Monday, January 12, 2004

Jimi Hendrix's guitars

It's reasonably well-documented that Jimi played a right-handed Strat, strung upside down so it would be "normal" to him -- bass strings at the top. The only "hard" mods would be to reverse the nut, and put the strap button on the "wrong" horn.

This puts the pickups in a strange "shape" for the strings they refer to, and the tremolo bar under Jimi's elbow, which you can see him working in performances. There's also some people who think that the long gap from nut to tuner on the bass strings in this configuration (rather than the treble strings) makes some difference to the sound.
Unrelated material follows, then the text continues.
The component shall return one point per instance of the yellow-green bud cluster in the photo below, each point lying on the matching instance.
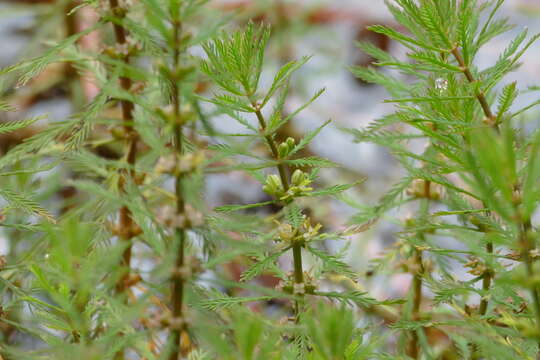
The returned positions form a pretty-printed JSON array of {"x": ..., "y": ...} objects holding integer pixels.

Still, people labor under the belief that the nut-to-tuner gap, and the odd pickup angles (especially the closest-to-saddle pickup, which is strongly angled -- presumably to compensate for something, but in the Jimi-arrangement is now doubly-wrongly compensating) contributed to Jimi's sound, and they want it, too. So Fender makes (made?) the "Voodoo" model -- a not-exactly mirror image white Strat, so right-handed players can upside-down string a left-handed guitar, becoming, I suppose, the Bizzaro-Jimi. Actually, the neck and pickups are backwards, but the "horns", controls and tremolo bar are in the conventional spots. I guess it's more of a right-handed body (with "wrongly" placed pickups) and a left-handed neck. This avoids Jimi's problem of the deeper cutaway being on the wrong side, too.